This application also is a continuation-in-part of U.S.  patent application Ser.  No. 11/015,424, filed on Dec.  20, 2004, and titled "Organizing Entries in Participant Lists Based on Communications Strengths," which claims priority to U.S. 
Provisional Application No. 60/549,937, filed on Mar.  5, 2004, and titled "Passive Population of Buddy List from a Contact List," and to U.S.  Provisional Application No. 60/552,718, filed on Mar.  15, 2004, and titled "Social Networks." All five of the
above applications are hereby incorporated by reference in their entirety for all purposes.


TECHNICAL FIELD


This document relates to organizing entries within participant lists.


BACKGROUND


When a user first uses an electronic communications system, the user may be provided with a participant list to be used with the electronic communications system.  The user may populate a participant list with identifiers of other users of the
electronic communications system with which communication may occur through the electronic communications system.  The task of manually categorizing entries of the participant list into groups may be inefficient or burdensome, especially when the
participant list includes a large number of entries.


SUMMARY


In one general aspect, categorizing users includes maintaining a list of identifiers that are selected by a first user and for which online presence information is made perceivable through the list.  The list includes one or more categories into
which the identifiers are categorized.  At least one attribute associated with an identifier for which online presence information is to be made perceivable through the list and attributes stored relative to at least one of the categories are accessed. 
The attributes associated with the identifier are compared to the stored attributes.  Based on results of the comparison, at least one category within the list that corresponds to the identifier is identified, and the identifier is categorized into the
identified category.


Implementations may include one or more of the following features.  For example, the identified category may be added to the list after identifying the identified category.  Identifying at least one category that corresponds to the identifier may
include identifying at least one category that corresponds to the identifier and into which the identifier is not already categorized.

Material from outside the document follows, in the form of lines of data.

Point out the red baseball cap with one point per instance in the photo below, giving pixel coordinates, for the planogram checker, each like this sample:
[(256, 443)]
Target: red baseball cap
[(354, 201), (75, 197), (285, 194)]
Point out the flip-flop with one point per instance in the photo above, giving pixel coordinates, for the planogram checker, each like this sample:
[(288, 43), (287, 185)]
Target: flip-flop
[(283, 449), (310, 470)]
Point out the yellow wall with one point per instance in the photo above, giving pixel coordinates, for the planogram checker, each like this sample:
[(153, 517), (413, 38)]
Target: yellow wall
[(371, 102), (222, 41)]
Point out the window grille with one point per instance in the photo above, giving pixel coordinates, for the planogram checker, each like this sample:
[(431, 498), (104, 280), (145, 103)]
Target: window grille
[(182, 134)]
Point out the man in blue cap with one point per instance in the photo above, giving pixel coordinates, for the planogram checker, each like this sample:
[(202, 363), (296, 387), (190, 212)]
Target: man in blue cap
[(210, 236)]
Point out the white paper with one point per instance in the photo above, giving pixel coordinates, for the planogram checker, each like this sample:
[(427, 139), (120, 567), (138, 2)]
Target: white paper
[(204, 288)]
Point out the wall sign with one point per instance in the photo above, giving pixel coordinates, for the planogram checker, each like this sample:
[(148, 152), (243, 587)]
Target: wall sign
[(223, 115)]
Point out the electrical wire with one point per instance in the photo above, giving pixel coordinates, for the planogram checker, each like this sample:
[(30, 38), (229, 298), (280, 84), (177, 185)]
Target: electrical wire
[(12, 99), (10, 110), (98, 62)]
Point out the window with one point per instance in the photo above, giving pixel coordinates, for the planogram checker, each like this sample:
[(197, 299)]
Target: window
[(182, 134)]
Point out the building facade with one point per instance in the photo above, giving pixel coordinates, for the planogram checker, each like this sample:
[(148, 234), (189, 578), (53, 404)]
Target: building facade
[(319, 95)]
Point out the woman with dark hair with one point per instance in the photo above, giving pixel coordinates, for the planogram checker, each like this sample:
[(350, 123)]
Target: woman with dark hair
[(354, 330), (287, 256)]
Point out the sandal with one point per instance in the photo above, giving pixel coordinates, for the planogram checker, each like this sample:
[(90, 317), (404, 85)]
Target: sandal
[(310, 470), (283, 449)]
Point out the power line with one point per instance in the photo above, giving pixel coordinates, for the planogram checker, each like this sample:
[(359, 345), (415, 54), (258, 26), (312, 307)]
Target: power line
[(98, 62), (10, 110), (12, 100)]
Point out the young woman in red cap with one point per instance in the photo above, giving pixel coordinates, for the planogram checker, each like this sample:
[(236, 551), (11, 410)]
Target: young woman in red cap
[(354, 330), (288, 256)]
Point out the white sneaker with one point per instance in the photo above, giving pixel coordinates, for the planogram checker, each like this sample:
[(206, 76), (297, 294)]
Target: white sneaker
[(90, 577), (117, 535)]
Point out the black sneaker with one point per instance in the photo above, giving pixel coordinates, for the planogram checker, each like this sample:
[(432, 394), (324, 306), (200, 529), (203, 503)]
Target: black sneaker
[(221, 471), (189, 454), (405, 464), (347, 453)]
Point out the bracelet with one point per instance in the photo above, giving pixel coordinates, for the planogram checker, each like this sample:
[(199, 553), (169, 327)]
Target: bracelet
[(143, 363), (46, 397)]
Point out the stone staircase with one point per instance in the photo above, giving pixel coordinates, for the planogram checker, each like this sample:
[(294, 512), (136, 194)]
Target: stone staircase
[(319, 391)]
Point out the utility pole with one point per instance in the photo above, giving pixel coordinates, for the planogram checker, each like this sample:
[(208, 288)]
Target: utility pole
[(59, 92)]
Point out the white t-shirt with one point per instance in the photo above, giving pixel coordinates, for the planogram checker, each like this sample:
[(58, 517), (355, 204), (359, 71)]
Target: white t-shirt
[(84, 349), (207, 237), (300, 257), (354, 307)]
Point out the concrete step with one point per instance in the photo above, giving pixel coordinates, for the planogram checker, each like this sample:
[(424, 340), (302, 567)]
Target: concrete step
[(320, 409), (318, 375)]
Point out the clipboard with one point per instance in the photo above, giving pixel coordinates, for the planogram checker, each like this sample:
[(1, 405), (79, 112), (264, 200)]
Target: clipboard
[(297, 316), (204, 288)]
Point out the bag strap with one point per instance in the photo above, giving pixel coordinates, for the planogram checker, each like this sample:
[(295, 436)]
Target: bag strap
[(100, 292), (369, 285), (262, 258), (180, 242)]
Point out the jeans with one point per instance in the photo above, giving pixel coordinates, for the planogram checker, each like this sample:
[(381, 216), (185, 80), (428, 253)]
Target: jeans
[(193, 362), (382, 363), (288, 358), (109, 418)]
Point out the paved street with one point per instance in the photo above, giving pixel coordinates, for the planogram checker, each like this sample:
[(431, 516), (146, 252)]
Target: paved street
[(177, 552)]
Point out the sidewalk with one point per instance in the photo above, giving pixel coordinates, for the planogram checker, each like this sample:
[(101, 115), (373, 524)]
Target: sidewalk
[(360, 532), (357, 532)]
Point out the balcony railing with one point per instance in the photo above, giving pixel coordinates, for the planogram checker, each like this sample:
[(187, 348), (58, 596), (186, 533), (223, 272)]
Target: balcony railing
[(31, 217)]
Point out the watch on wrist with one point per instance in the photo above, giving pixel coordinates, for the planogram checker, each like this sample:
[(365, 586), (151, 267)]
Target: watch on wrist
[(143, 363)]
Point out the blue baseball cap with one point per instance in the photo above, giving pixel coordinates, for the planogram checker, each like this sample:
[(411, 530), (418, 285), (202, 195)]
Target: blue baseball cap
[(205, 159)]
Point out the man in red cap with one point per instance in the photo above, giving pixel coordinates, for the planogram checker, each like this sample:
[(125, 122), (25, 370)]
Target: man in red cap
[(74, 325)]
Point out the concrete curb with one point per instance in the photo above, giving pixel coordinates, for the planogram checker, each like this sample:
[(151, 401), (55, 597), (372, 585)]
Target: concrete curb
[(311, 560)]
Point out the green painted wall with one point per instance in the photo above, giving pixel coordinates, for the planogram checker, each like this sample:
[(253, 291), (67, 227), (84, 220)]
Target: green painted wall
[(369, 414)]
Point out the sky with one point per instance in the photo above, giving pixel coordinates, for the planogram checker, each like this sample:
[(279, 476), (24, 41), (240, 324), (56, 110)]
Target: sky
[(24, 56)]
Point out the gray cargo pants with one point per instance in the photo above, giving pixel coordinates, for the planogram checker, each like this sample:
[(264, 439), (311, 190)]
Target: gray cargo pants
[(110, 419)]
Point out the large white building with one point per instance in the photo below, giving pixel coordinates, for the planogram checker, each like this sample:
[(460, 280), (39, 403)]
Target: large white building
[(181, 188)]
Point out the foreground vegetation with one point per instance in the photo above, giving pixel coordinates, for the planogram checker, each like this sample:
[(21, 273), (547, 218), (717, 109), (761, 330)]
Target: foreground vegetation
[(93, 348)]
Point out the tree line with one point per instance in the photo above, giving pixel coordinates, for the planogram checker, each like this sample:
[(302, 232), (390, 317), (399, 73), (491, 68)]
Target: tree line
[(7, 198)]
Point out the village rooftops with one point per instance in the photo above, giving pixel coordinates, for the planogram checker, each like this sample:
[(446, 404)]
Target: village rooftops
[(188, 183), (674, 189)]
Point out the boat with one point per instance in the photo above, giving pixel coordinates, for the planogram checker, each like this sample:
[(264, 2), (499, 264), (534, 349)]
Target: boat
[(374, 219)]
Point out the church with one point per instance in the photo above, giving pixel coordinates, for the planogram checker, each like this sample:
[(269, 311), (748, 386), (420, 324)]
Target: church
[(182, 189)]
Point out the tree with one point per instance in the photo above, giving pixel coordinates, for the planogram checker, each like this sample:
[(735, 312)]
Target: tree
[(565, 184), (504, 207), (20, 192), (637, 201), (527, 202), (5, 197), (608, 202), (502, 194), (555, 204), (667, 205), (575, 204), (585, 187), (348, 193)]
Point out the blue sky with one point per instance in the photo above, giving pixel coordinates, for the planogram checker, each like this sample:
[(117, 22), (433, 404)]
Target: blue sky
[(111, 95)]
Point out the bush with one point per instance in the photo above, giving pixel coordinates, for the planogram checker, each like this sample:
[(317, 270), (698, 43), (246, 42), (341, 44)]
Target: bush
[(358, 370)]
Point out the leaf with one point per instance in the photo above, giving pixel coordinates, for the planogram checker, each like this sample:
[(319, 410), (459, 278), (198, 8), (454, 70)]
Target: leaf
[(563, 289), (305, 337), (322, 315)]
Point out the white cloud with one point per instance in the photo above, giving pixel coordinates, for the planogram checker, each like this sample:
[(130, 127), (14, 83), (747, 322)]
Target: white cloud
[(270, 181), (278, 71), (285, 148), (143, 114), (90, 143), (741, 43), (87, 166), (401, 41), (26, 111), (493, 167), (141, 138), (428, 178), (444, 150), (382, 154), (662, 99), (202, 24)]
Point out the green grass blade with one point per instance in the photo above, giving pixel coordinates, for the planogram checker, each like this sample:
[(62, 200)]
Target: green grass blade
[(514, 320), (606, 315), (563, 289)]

Identifying an attribute of the identifier may include identifying an attribute associated with the identifier from a profile associated with the identifier.  Identifying an attribute associated with the identifier from a profile associated with
the identifier may include identifying an attribute of a user associated with the identifier from a profile of the user.


Accessing at least one attribute associated with the identifier may include accessing at least one indication of communications between the first user and the identifier or a user corresponding to the identifier.


Accessing at least one indication may include accessing at least one indication from a group of indications comprising one or more instant messages sent between the first user and the identifier of a user corresponding to the identifier, e-mail
messages sent between the first user and the identifier or a user corresponding to the identifier, and voice over Internet protocol (VoIP) telephone calls between the first user and the identifier or a user corresponding to the identifier.


Accessing at least one attribute associated with the identifier may include accessing a time at which the first user exchanges messages with the identifier or a user corresponding to the identifier.  Identifying at least one category may include
identifying at least one category reflecting identifiers of users with which the first user communicated within a period of time that includes the accessed time.  Identifying at least one category may include identifying at least one category reflecting
identifiers of users with which the first user communicated during a current day, a previous day, a previous week, or a previous month.


Accessing at least one attribute associated with the identifier may include accessing a frequency with which the first user exchanges messages with the identifier or a user corresponding to the identifier.  Identifying at least one category may
include identifying at least one category reflecting identifiers of users with which the first user communicated at a frequency within a range of frequencies that includes the accessed frequency.  Identifying at least one category may include identifying
at least one category reflecting identifiers of users with which the first user communicated at least a particular number of times a day, at least a particular number of times a week, or at least a particular number of times a month.


Accessing at least one attribute associated with the identifier may include accessing a length of one or more messages sent between the first user and the identifier or a user corresponding to the identifier.  Identifying at least one category
may include identifying at least one category reflecting identifiers with which the first user exchanged messages of lengths within a range of lengths that includes the accessed length.  Identifying at least one category may include identifying at least
one category reflecting identifiers with which the first user exchanged messages of at least a threshold length or at most a threshold length.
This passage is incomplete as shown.